People in hard-hit towns gathered for ceremonies at 2:46 p.m., the exact moment of the massive quake a month earlier.
“My chest has been ripped open by the suffering and pain that this disaster has caused the people of our prefecture,” said Yuhei Sato, the governor of Fukushima, which saw its coastal areas devastated by the tsunami and is home to the damaged plant at the center of the nuclear crisis. “I have no words to express my sorrow.”
In a devastated coastal neighborhood in the city of Natori, three dozen firemen and soldiers removed their hats and helmets and joined hands atop a small hill that has become a memorial for the dead. Earlier, four monks in pointed hats rang a prayer bell there as they chanted for those killed bad credit payday advance.
The noisy clatter of construction equipment ceased briefly as crane operators stood outside their vehicles and bowed their heads.
In the industrial town of Kamaishi, Iwate Gov. Takuya Tasso led a moment of commemoration as a loud siren rang through a high school gymnasium being used as a shelter. He bowed while people who have lived there since the tsunami kneeled on makeshift futons, bowed their heads and clasped their hands.
The school’s students will return to classes Tuesday even though 129 people are living in their gym. Some, like 16-year-old Keisuke Shirato, wore their baseball uniforms for Monday’s ceremony. Shirato’s family was not affected by the tsunami, but about half of his teammates lost their homes.
“A new school year starts tomorrow,” Shirato said. “Hopefully that will help give people hope and allow them to look toward a new start.”

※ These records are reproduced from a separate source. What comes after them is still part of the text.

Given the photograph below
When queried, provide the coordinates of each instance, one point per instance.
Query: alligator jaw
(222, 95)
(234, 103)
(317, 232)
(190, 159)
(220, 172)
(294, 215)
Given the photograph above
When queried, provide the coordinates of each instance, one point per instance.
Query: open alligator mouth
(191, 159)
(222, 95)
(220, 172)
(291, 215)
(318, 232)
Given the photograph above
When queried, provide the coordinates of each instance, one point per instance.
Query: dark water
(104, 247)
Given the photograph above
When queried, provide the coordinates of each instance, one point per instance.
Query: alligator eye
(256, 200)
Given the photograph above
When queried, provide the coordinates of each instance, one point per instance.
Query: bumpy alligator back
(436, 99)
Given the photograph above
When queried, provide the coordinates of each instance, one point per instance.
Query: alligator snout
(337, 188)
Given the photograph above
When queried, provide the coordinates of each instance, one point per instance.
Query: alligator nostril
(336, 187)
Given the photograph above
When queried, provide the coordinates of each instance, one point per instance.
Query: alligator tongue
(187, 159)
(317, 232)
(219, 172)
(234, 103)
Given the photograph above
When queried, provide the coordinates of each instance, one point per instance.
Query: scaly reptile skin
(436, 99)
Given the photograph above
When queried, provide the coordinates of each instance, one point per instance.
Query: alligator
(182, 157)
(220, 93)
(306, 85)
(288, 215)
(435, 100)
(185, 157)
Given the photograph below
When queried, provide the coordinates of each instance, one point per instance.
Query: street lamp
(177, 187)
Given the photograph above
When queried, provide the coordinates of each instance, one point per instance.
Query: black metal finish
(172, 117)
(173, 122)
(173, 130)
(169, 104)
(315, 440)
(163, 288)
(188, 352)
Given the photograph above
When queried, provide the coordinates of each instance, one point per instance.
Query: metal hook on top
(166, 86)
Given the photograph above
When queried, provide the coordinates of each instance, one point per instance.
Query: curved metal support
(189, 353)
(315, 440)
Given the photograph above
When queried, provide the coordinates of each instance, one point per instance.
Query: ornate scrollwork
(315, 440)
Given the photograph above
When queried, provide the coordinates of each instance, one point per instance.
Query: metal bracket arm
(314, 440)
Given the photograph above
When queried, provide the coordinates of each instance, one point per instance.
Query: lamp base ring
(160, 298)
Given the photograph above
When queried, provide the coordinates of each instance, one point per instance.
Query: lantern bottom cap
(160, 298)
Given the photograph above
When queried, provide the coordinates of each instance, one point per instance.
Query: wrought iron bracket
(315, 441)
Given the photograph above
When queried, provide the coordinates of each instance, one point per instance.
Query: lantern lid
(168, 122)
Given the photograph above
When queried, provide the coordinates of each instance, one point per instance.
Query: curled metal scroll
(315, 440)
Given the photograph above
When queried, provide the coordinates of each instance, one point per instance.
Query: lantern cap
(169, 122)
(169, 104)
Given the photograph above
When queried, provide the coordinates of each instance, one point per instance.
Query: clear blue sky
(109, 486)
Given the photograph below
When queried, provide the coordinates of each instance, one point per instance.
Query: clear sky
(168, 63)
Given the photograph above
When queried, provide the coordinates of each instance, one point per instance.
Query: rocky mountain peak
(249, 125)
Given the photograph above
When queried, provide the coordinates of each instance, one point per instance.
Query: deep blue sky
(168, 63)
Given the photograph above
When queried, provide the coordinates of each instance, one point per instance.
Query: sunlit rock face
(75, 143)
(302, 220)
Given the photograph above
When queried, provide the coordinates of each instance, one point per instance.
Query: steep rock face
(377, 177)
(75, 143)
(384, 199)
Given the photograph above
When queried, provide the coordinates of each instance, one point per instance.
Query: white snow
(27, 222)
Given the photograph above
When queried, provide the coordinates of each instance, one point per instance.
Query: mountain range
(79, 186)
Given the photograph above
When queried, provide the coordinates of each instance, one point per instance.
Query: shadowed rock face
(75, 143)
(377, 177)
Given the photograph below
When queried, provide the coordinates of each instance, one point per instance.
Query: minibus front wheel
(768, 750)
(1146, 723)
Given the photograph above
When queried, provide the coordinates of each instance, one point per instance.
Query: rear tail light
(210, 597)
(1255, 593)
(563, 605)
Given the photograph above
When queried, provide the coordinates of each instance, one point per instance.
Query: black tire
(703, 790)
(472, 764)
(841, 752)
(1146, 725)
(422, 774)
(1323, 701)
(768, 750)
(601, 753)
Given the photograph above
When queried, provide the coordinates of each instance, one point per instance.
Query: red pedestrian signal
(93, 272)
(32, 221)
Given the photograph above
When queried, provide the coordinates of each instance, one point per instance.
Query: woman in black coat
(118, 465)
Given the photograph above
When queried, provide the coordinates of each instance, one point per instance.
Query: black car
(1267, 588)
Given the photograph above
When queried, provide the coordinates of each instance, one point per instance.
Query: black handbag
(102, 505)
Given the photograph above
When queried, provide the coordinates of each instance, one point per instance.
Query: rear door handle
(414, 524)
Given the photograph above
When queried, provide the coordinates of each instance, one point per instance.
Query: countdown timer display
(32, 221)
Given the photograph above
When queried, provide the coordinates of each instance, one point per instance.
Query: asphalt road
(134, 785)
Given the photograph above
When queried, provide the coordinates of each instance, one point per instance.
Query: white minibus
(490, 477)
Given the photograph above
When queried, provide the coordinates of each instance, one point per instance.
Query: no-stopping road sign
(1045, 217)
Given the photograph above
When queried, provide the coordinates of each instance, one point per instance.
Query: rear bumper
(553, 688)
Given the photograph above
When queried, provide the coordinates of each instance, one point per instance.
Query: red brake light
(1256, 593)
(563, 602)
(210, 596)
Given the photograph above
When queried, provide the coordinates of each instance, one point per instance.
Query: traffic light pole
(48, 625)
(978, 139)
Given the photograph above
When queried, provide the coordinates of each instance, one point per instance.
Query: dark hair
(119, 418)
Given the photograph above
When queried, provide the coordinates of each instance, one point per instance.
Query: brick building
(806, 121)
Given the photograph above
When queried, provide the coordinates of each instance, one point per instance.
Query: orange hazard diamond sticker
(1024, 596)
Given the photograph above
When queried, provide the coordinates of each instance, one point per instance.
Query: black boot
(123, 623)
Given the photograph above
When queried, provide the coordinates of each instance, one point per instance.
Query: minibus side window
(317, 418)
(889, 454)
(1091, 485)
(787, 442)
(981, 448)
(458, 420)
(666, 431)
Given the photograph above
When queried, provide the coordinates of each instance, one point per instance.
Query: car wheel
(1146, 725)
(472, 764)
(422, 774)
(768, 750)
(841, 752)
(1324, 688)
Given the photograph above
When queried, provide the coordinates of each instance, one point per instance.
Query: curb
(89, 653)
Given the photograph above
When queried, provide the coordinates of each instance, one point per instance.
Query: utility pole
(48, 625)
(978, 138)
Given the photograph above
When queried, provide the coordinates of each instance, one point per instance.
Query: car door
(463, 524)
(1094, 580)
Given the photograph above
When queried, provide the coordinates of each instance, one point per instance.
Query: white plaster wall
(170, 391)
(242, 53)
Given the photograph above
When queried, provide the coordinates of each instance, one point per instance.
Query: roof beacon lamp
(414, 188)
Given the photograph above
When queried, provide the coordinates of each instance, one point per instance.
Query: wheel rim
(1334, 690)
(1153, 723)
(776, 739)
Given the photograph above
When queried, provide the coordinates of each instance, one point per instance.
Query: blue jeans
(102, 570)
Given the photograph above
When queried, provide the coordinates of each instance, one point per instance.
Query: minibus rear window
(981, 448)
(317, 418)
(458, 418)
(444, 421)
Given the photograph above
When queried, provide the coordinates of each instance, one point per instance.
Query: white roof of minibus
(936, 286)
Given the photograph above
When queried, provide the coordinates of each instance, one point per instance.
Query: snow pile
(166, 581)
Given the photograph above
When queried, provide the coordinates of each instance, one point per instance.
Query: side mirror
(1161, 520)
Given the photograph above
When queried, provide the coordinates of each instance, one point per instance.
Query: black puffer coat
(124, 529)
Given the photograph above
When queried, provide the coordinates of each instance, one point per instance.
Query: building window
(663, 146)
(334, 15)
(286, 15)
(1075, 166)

The earthquake and tsunami flattened communities along hundreds of miles (kilometers) of coastline, causing what the government estimates could be as much as $310 billion in damage. About 250,000 are without electricity, although some of them because of the latest two quakes Monday and last Thursday.
Adding to the misery is radiation spewing from the Fukushima Dai-ichi complex, 140 miles (220 kilometers) northeast of Tokyo. The 70,000 to 80,000 people who lived within 12 miles (20 kilometers) of the plant must stay away from their homes indefinitely.
“We have no future plans. We can’t even start to think about it because we don’t know how long this will last or how long we will have to stay in these shelters,” said Atsushi Yanai, a 55-year-old construction worker. The tsunami spared his home, but he has to live in a shelter anyway because it is in the evacuation zone.
Plant operator Tokyo Electric Power Co. said its president, Masataka Shimizu, went to Fukushima prefecture Monday to relay his gratitude and apologies. Shimizu recently spent eight days in the hospital with dizziness and high blood pressure, but has since returned to work.
Shimizu told reporters in Fukushima that people who live near the plant are “suffering physically and mentally due to the nuclear radiation leak accident,”
“We sincerely apologize for this,” he said.
At TEPCO headquarters in Tokyo, hundreds of employees bowed their heads for a moment of silence at 2:46.
Japan’s government marked the one-month period by putting an ad in newspapers in China, South Korea, Russia, France, the United Kingdom and the United States _ a letter from Prime Minister Naoto Kan thanking people for the outpouring of support that followed the tsunami. The Red Cross alone said it has collected $107 million (9.1 billion yen) from overseas.
Kan described the outpouring as “kizuna,” the bond of friendship.
“We deeply appreciate the kizuna our friends from around the world have shown and I want to thank every nation, entity, and you personally, from the bottom of my heart.”